Small details and family roots were themes in all the local layouts. At Joe Nichols Jr.’s Ridgemont Drive home, father Joe Sr. helped him run a recreation of 1917-era Colorado gold-hauling train.

Joe Jr. and Joe Sr. share a name, a profession—they’re both surgeons—and the family hobby. They’re both NMRA-certified “Master Model Railroaders,” only the third father-son pair to have the status, Joe Sr. said. The elder Nichols will open his home on the Nov. 7 Piedmont Pilgrimage date, and his son will return the favor by helping to run it. “He’s got one of the biggest layouts in town,” around 1,000 square feet, said Joe Jr.

The space, cost and time needed to build a layout mean that most hobbyists get into it later in life, Joe Jr. said.

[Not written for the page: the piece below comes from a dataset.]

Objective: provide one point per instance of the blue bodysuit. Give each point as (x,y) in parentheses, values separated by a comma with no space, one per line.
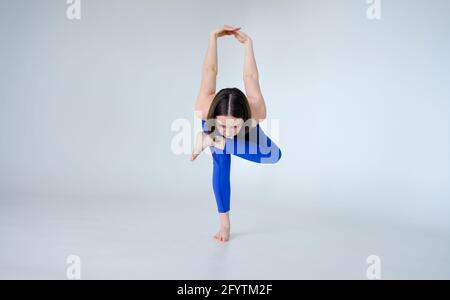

“The biggest limitation is cost,” he said. “The second limitation is getting permission from your wife.” That’s Lynn Nichols, who confirmed some complex negotiations underway about some extra basement square-footage.

Many of Joe Jr.’s Colorado mountains were still unfinished Styrofoam carvings, and he isn’t picky about the complexities of switches and signals on the miniature railroad. “I don’t care if they derail,” he said, explaining that he enjoys building the train models more than running them.

For Robert Young, who runs a miniature Pennsylvania Railroad in his Hunters Trace Circle basement, the appeal is creating trackside scenes—people fishing, fire trucks leaving a station and hundreds more events packed into the landscape.

“It’s vignettes,” said Young. “You pick an area and it tells a little story. That’s the part I enjoy, is detailing it.”

Young has worked on his layout since 2006. His love for the hobby was passed on by his father, who built a layout about 50 years ago. Some components of that layout are in Young’s setup today.

John Ruch is an Atlanta-based journalist. Previously, he was Managing Editor of Reporter Newspapers.